Let $v_1, \ldots, v_n$ be $n$ linearly independent vectors in $\mathbb{R}^n$, the real Euclidean $n$-space, let $e_1, \ldots, e_n$ be the unit coordinate vectors in $\mathbb{R}^n$; that is, let $$e_1 \colon= (1, 0, \ldots, 0),$$ $$e_2 \colon= (0, 1, \ldots, 0),$$ and so on $$e_n \colon= (0, 0, \ldots, 1).$$
Then there is a unique linear transformation $T \colon \mathbb{R}^n \to \mathbb{R}^n$ such that $T(v_k) = e_k$ for each $k = 1, \ldots, n$.
How can we find an $n \times n$ matrix $B$ such that $v_k B = e_k$, where $v_k$ and $e_k$ are to be regarded as a row matrices for each $k = 1, \ldots n$?
Theorem 2.12 in Apostol says, if $e_1,\dots,e_n$ is any basis (not just the standard basis) for a vector space, and $u_1,\dots,u_n$ are any vectors, there is a unique linear transformation $T$ such that $Te_k = u_k$.

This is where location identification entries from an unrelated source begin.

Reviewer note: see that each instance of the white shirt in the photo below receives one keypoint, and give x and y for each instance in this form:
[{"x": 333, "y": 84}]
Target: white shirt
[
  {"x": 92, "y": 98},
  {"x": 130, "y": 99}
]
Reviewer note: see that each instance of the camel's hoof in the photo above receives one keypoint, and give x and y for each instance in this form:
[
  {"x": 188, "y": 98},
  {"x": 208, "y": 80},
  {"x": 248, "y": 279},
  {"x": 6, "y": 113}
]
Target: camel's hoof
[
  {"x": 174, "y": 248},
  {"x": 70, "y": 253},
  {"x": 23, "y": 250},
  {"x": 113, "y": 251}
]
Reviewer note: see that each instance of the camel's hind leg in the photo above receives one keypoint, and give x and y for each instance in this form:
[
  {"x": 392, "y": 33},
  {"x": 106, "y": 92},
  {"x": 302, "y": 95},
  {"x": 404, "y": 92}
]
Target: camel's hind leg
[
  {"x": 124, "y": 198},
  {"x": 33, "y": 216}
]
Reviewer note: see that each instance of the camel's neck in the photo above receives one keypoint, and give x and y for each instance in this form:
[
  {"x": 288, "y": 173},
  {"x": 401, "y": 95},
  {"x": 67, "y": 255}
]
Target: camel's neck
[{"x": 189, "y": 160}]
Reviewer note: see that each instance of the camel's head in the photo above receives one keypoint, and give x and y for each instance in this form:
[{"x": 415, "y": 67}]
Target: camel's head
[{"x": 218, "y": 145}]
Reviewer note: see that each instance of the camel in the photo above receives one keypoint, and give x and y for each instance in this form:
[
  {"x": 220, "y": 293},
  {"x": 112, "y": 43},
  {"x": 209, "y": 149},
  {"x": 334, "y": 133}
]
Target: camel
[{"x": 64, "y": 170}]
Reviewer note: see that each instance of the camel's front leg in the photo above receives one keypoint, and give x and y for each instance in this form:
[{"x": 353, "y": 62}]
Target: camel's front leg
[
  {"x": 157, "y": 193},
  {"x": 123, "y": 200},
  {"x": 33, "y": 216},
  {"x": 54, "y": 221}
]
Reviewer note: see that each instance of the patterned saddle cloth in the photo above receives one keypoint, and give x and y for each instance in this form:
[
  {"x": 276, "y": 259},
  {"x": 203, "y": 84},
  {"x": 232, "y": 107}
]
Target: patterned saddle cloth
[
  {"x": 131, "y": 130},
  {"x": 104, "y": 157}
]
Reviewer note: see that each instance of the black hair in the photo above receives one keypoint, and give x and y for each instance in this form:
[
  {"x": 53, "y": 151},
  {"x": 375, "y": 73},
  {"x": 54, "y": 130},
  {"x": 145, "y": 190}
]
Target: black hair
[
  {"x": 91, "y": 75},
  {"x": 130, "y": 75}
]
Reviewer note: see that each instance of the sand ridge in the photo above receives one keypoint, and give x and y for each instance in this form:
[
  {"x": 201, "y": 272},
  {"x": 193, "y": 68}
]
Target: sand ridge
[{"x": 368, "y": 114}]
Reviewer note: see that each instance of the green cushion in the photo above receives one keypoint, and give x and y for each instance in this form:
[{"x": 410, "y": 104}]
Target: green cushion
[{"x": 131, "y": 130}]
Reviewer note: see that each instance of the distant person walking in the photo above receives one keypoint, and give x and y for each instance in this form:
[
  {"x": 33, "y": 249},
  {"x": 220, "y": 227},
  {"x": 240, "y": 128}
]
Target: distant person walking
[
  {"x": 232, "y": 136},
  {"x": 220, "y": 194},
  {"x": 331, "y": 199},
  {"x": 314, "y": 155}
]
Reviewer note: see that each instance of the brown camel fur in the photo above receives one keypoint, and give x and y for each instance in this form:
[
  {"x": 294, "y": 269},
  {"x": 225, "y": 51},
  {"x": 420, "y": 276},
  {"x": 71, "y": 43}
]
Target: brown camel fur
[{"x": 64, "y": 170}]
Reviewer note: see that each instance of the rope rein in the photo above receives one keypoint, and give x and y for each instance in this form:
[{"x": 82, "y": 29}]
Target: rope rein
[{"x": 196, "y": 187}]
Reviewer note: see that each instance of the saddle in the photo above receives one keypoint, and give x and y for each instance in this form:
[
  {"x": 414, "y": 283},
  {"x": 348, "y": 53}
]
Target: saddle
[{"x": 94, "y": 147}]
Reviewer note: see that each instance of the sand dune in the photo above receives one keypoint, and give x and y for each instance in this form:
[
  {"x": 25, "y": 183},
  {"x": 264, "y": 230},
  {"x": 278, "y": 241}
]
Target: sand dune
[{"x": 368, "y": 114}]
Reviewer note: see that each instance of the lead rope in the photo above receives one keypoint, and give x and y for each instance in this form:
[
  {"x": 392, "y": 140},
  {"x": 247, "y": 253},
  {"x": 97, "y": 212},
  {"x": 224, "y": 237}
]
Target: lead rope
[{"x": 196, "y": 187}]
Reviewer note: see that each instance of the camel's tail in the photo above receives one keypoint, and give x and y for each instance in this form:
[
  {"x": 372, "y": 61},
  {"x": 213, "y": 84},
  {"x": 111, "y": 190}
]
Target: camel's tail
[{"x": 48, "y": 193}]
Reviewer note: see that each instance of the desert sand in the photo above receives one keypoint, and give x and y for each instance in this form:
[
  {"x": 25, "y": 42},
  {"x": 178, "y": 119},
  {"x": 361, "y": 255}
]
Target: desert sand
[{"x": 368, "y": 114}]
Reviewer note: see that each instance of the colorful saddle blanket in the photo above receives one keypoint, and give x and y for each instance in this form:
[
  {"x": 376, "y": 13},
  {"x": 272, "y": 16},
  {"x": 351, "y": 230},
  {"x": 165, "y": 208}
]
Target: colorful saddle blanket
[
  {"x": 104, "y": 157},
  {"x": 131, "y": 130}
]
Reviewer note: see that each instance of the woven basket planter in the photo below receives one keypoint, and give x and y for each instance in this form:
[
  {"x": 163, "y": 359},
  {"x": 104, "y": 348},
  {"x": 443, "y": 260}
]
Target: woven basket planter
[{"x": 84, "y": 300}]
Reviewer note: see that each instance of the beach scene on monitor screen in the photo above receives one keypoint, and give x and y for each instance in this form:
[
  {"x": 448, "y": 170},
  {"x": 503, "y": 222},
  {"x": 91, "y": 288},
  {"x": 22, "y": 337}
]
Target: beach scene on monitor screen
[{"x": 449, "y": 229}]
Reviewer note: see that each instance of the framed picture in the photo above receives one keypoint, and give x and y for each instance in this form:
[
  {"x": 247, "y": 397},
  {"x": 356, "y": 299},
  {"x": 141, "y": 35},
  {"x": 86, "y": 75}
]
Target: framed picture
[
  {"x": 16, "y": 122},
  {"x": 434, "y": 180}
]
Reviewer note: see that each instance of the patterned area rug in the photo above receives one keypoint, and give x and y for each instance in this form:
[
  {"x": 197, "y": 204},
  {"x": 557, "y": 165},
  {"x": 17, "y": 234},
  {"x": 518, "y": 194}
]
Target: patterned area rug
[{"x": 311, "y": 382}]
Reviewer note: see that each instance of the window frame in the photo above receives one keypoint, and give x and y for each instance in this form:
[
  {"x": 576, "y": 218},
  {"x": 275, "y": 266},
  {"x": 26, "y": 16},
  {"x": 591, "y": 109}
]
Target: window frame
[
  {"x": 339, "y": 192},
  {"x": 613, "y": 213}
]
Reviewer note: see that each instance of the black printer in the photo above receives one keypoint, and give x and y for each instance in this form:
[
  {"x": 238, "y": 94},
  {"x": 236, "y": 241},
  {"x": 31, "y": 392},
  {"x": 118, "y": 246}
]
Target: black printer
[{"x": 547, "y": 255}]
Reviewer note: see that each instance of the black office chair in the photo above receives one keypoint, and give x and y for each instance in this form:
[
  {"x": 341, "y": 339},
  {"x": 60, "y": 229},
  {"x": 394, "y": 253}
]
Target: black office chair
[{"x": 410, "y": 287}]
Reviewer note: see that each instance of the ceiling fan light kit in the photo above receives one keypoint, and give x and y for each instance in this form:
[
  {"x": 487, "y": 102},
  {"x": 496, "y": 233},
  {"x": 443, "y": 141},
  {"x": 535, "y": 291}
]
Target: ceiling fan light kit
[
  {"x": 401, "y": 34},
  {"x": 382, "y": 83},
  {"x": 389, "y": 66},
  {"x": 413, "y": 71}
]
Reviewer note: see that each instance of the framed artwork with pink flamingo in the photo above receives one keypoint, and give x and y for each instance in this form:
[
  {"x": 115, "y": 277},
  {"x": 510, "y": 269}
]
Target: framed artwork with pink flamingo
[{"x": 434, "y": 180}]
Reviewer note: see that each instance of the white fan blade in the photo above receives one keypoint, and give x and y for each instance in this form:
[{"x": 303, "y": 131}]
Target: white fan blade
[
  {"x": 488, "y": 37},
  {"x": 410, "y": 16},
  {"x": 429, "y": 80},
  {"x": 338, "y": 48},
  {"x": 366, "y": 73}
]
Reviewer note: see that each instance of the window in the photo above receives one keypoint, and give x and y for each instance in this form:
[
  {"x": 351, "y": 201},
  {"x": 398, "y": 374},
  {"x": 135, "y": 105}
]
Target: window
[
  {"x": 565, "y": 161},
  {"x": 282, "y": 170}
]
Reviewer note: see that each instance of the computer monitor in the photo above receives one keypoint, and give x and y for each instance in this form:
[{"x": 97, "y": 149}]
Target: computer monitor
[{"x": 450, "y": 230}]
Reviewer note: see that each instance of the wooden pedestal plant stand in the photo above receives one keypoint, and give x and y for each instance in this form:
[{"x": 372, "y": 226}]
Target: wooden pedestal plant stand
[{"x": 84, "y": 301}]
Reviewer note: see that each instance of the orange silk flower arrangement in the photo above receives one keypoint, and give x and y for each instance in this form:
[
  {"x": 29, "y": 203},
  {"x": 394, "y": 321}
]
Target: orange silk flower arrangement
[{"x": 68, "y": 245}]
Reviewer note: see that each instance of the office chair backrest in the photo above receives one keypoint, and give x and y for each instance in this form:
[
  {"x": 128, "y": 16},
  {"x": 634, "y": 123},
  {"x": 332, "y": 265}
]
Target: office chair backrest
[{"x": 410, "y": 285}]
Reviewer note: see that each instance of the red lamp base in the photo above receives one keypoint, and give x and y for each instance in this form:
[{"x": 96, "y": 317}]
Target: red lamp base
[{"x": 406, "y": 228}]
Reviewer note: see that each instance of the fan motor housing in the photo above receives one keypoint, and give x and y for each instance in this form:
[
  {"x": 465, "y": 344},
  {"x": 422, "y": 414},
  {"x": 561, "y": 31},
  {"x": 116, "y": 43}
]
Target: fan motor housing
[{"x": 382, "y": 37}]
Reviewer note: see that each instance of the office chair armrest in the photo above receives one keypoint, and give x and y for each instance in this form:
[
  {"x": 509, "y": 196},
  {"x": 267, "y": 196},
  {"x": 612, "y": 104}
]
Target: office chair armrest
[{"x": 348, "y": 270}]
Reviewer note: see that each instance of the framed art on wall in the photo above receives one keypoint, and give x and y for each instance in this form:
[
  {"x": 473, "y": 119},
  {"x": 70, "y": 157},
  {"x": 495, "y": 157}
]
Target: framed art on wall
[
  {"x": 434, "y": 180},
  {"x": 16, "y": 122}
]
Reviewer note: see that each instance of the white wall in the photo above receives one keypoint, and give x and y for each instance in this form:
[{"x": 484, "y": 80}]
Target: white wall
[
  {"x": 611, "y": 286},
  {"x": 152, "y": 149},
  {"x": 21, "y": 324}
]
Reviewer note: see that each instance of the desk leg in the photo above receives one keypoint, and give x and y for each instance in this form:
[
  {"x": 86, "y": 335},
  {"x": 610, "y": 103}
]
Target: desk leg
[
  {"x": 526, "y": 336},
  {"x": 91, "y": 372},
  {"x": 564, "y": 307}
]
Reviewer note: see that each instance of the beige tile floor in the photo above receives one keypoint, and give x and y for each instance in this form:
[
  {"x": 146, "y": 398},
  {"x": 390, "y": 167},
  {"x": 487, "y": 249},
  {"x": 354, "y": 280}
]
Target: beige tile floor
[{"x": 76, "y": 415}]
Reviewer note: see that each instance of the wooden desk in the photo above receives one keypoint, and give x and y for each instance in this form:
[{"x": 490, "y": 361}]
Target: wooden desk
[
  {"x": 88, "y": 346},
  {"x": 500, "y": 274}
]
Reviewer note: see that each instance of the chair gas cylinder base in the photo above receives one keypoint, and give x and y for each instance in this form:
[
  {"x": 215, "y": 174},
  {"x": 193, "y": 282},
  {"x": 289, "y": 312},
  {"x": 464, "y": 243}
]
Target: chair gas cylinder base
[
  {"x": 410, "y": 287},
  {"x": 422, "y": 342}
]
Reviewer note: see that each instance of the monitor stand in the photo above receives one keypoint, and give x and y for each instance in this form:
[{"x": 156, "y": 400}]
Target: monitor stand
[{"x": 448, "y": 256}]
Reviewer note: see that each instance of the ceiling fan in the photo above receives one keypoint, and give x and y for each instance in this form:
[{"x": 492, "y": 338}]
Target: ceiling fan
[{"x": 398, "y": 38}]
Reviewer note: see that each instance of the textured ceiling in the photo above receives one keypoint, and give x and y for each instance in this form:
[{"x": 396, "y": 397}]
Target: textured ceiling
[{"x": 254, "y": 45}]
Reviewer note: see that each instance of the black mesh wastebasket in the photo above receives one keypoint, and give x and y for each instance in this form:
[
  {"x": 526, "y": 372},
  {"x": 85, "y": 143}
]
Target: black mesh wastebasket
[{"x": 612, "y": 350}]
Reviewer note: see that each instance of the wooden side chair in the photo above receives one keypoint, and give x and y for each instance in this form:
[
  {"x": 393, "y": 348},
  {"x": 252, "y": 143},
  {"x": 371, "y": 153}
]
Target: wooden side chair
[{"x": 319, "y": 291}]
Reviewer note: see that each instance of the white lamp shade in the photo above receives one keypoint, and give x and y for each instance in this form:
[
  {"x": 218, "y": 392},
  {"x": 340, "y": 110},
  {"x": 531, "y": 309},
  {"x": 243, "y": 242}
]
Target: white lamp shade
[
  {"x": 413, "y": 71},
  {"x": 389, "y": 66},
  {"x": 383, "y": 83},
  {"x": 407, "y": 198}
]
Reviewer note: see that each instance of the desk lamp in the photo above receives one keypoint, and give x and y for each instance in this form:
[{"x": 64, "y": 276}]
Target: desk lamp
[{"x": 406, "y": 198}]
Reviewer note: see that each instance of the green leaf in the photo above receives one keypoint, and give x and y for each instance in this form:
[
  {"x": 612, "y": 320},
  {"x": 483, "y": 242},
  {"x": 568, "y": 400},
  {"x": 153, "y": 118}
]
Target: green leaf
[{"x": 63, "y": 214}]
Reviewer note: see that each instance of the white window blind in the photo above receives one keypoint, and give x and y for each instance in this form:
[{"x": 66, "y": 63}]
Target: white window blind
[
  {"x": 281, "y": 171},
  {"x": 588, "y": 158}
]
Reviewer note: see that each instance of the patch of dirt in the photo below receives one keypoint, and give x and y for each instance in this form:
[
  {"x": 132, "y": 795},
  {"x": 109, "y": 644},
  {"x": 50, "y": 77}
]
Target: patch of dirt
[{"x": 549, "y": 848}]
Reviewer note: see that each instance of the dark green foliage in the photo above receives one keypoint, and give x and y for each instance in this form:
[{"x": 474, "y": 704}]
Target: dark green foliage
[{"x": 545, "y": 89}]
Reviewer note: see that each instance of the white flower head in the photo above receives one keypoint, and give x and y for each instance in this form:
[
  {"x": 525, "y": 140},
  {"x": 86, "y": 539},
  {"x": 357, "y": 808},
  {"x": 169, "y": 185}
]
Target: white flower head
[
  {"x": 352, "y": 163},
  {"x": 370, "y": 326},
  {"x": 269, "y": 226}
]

Apply this statement to the basis $v_k$ (by Thm 1.7, $v_k$ form a basis): there exists a unique linear transformation $T$ such that $$ Tv_k = e_k, $$ and $B$ is just the matrix associated with this linear transformation in this basis (such a matrix always exists, see section 2.10).
The critical part is that the $v_k$ form a basis; if they didn't, there wouldn't be a $T$ (and so no associated $B$) such that $Tv_k = e_k$, and the whole argument doesn't get off the ground.